Besides electric vehicles, such battery storages will cater to electricity grids, given the intermittent nature of electricity from clean energy sources such as solar and wind. India has become one of the top renewable energy producers globally with an installed renewable energy capacity of about 80 gigawatts (GW), with plans to achieve 175GW by 2022 and 500GW by 2030, as part of its climate commitments.
Queries emailed to the spokespeople of NITI Aayog, Tesla, BYD and CATL on Friday remained unanswered.
In July, finance minister Nirmala Sitharaman announced in the Union budget tax breaks for setting up mega-manufacturing plants for solar photovoltaic cells, lithium-ion storage batteries and solar electric charging infrastructure.
“Wherever such factories have come up, they have come up with the government’s support. The focus of the tender is that it should be made in India and value addition has to be captured here,” said the second official.
To encourage private sector investment in this sector, the government is looking at tax incentives for manufacturers and a basic customs duty safeguard from 2021-2030 for making advanced chemistry cells and battery in India. It may offer an output-linked subsidy on kilowatt hour of cells sold. India is also exploring a nearly $1 billion concessional loan facility to be drawn from multilateral lenders to boost battery storage plans.
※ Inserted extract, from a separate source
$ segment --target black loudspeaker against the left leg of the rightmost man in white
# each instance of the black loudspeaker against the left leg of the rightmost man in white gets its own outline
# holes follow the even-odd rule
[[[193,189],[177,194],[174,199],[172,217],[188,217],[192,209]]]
To encourage sales of electric vehicles, the Goods and Services Tax Council last month decided to cut taxes on electric vehicles and chargers from 1 August. In the budget, Sitharaman announced tax rebates of up to ₹1.5 lakh for customers on interest paid on loans to buy EVs, with a total exemption benefit of ₹2.5 lakh over the entire loan period. She also announced customs duty exemption on lithium-ion cells, which will help lower the cost of lithium-ion batteries in India, as they are not produced locally.
In March, the Faster Adoption and Manufacturing of Hybrid and Electric Vehicles or FAME 2 scheme—to expand commercial vehicle fleet—was also announced with an outlay of ₹10,000 crore.